Part one of Working Words, which ostensibly “gives students the formal tools to analyse the writing of others” is mercifully short and easily ignored. If this anthology is aimed at pupils aged 14 to 16, what on earth have they been doing in their first three years of secondary school? The pupil who apparently needs a quick recap on the nature of nouns is subsequently asked to share G.F. Dutton’s analysis of his own work as “this cross-symmetrical interplay of delight and destruction”.

The choice of material for the main body of the anthology is, however, very impressive. Valerie Thornton integrates the great and the good with the lesser known Scottish writers. One of Janice Galloway’s two fragments is a fine example of that sub-genre of creative writing which concerns itself with accounts of cat killings.

Bernard MacLaverty contributes to the literature of school examinations in The Miraculous Candidate, in which the hero finds himself hovering above his chair in a sanctity-induced fit of levitation. The spell can only be broken by the witless but clearly very holy candidate shouting a three-word phrase beloved of those Scottish bigots who lack any fine feelings for the Primate of Rome.

This glorious tale is completely undermined by the Questions and Thinking Points which follow: “Question 2: Swearing is not generally encouraged in creative writing assignments. Why do you think that is? To what extent do you think the swearing is justified here? You may first like to consider this question objectively...”. We can, I suppose, just about picture a harrassed English teacher quoting the question verbatim by way of justification to righteous and probably Catholic parents. Elsewhere David Kinloch refers to the moment of silence that follows a reading of his poems as “perhaps the most eloquent of all”. It is precisely these eloquent moments that are undermined in this anthology by the formulaic set of questions that accompany each piece of creativity.

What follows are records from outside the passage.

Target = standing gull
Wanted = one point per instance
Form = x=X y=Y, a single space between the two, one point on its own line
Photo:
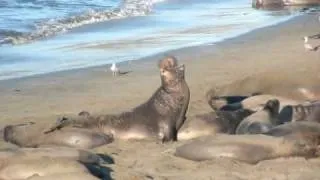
x=115 y=70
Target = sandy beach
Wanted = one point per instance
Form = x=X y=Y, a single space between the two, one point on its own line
x=275 y=53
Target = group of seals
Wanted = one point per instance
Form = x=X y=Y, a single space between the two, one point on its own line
x=253 y=131
x=263 y=134
x=160 y=117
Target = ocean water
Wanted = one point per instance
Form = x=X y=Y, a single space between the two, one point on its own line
x=42 y=36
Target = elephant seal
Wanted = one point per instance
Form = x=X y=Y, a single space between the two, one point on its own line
x=161 y=116
x=303 y=127
x=249 y=148
x=257 y=102
x=17 y=169
x=80 y=155
x=217 y=102
x=260 y=121
x=30 y=135
x=212 y=123
x=308 y=111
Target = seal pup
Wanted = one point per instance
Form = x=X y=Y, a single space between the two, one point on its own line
x=212 y=123
x=309 y=111
x=260 y=121
x=217 y=102
x=249 y=148
x=303 y=127
x=161 y=116
x=257 y=102
x=30 y=135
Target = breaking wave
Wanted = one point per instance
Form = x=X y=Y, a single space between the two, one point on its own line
x=52 y=27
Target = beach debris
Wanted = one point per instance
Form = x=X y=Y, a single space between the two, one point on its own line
x=308 y=46
x=115 y=70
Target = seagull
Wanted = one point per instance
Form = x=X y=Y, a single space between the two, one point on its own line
x=115 y=70
x=308 y=46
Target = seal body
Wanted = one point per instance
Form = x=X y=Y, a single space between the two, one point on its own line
x=161 y=116
x=302 y=127
x=309 y=111
x=212 y=123
x=257 y=102
x=31 y=135
x=248 y=148
x=260 y=121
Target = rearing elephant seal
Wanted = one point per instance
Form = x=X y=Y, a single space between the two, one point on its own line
x=161 y=116
x=260 y=121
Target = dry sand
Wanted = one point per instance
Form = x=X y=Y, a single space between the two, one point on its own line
x=277 y=49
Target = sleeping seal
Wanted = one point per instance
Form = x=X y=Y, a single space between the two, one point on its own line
x=309 y=111
x=249 y=148
x=161 y=116
x=254 y=102
x=303 y=127
x=260 y=121
x=212 y=123
x=30 y=135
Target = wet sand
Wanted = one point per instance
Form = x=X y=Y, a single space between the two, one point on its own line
x=276 y=50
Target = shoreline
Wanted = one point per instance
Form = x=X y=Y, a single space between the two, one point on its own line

More successful is the decision to include the writers’ own analyses of their work. There are gems here; Valerie Gillies writing in the “bacon roll cafe in Perth”; Daniel O’Rourke‘s disingenuous shrug of a response “with this simple poem what you see is that you get,” Norman MacCaig’s confession, “I don’t like Mankind, though I like Johnnie and Jeannie and Mary and Malcolm and plenty more”. Some of the insights provided by the writers are so tantalising that initially you want to ask questions of them, not their work. Perhaps devising appropriate questions would have been a better pupil activity.

There is a wonderful element of visual prediction built into the anthology. Each section ends with a full page portrait of the writer in question. As we read Elissa Soave’s account of anorexia we can’t but wonder what she actually looks like. And can the man on page 93 have really written a poem about killing 27 bullfinches?